Rosebush completed his first computer animations in 1970 and founded Digital Effects Inc. in New York (1978-1985), the first digital computer animation company in New York City. Television credits include directing over 1000 commercials and logos for major advertising agencies and networks worldwide, and feature films credits include Walt Disney's TRON. In the early 1990s, he co-authored and directed television programs on Volume Visualization and HDTV and the Quest for Virtual Reality. In the late 1990s he was drafted to write histories of computer graphics, including the HDTV feature move, The Story of Computer Graphics.
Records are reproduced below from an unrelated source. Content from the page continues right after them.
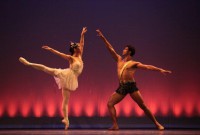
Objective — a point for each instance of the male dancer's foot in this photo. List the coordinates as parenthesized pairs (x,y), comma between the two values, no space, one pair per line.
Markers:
(114,127)
(66,122)
(24,61)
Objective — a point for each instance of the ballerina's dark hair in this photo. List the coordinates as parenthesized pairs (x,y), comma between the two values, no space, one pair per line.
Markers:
(72,46)
(131,49)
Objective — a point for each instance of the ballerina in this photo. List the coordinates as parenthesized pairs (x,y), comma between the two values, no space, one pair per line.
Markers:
(67,79)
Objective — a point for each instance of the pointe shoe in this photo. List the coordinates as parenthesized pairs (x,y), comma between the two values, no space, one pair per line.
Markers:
(66,122)
(24,61)
(161,128)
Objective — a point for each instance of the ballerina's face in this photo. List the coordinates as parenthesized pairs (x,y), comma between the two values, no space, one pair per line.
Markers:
(75,46)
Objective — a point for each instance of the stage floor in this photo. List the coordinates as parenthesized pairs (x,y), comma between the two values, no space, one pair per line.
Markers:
(99,132)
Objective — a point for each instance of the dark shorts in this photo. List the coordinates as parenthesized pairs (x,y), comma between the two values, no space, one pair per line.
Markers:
(125,88)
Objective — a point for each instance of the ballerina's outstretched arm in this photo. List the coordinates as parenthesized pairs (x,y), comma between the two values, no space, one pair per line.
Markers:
(63,55)
(84,30)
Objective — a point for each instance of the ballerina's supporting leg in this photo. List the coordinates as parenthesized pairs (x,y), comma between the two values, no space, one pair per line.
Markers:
(66,96)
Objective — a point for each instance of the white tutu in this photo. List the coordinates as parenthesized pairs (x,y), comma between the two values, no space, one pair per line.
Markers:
(66,78)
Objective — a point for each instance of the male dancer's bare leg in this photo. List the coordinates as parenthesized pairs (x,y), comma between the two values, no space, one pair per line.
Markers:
(66,96)
(114,99)
(136,96)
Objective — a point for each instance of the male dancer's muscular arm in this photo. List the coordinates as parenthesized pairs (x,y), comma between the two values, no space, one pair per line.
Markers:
(109,46)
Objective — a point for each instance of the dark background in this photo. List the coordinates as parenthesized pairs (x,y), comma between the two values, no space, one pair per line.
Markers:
(165,34)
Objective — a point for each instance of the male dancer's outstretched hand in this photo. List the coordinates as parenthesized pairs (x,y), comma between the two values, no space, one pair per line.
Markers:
(84,30)
(99,33)
(46,47)
(165,71)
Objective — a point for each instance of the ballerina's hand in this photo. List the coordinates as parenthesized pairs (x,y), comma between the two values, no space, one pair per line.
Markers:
(46,47)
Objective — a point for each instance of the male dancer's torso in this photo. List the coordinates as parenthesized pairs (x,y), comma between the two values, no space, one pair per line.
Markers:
(128,73)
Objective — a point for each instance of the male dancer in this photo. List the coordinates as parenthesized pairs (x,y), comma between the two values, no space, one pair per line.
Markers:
(126,68)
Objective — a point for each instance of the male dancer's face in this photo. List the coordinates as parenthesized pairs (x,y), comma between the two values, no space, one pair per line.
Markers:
(125,51)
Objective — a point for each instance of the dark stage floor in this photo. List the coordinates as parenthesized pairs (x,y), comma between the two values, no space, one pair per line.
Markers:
(99,132)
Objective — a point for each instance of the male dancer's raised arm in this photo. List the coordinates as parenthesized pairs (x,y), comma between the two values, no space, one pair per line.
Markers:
(116,56)
(84,30)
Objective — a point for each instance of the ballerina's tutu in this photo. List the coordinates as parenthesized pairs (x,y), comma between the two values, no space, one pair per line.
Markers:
(68,78)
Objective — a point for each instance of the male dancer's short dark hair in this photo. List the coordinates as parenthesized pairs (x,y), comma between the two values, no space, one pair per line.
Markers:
(131,49)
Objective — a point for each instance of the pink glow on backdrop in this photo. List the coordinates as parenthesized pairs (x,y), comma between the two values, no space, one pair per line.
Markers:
(12,109)
(25,108)
(49,105)
(1,109)
(38,109)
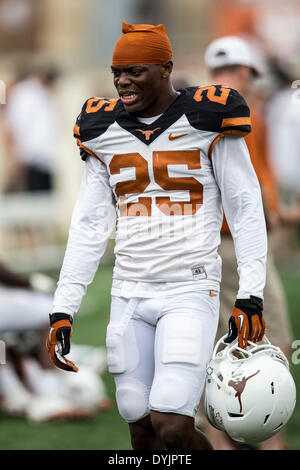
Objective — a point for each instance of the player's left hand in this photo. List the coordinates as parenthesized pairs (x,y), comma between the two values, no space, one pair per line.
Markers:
(58,340)
(246,322)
The Judson Rosebush Company, founded in 1986 and located in New York City, is a creative multimedia studio currently producing commercial and entertainment CD-ROM titles and Internet sites. Rosebush Company completed its first CD-ROM, Isaac Asimov's The Ultimate Robot, published by Byron Preiss Publications and distributed by Microsoft, in 1993. Rosebush then directed Gahan Wilson's Haunted House CD-ROM, published by Microsoft in 1994. Other titles include Ocean Voyager in 1995, and The War in Vietnam, a joint venture between CBS News and The New York Times, distributed by MacMillan Digital in 1996. In 1996 Rosebush's company delivered Look What I See, a CD-ROM title devoted to teaching art appreciation to young people and produced in conjunction with the Metropolitan Museum of Art. In 1997 Rosebush directed a three-screen project for the Whitney Museum, The American Century, that showcased "super high-definition television" and which was also released as a CD-ROM. In 2000 he wrote the feature documentary film, The Story of Computer Graphics. Numerous business-to-business CD titles include work for CBS, Dunn & Bradstreet, NYNEX, Mars Inc., and Landmines: Clearing the Way, produced for the Rockefeller Foundation and the Departments of State and Defense, and completed in 2002.
The Judson Rosebush Company currently publishes, under the name of Wildside Press, a line of fine art CD-ROMs of classic steel engravings. Titles include People and Portraits, Designs and Dropcaps, Arms and Armor, Animals, and Castles and Cathedrals.
Rosebush is the co-author of Computer Graphics for Designers and Artists, originally published in 1986 by Van Nostrand Reinhold Co., with a 2nd edition released in 1994, and the co-author of Electronic Publishing on CD-ROM, published by O'Reilly in 1996. His recently completed Technical Guide to Computer Animation is published by Morgan Kaufman. Rosebush is the former editor of Pixel Vision magazine, author of the serialized Pixel Handbook, and a columnist for CD-ROM Professional. His most cited writings include "The Proceduralist Manifesto," a statement on computer art published in Leonardo; he is also known for his extensive writings on computer graphics and new media. More popular credits include articles in The Village Voice and Rolling Stone Magazine.
Rosebush has exhibited his computer generated drawings and films in numerous museum shows, and the drawings have been reproduced in hundreds of magazines and books. He has been an ACM national lecturer for years and a recipient of its Distinguished Speaker Award. He is skilled at computer programming and system design as well as in the graphic arts. He is a consultant for media technology companies in America, Europe, and Brazil. He assisted Hammond Atlas in designing their digital mapping system, worked with Oxberry Corporation to install the first digital motion picture scanners in New York and Beijing, and performed expert witness work in Federal Court.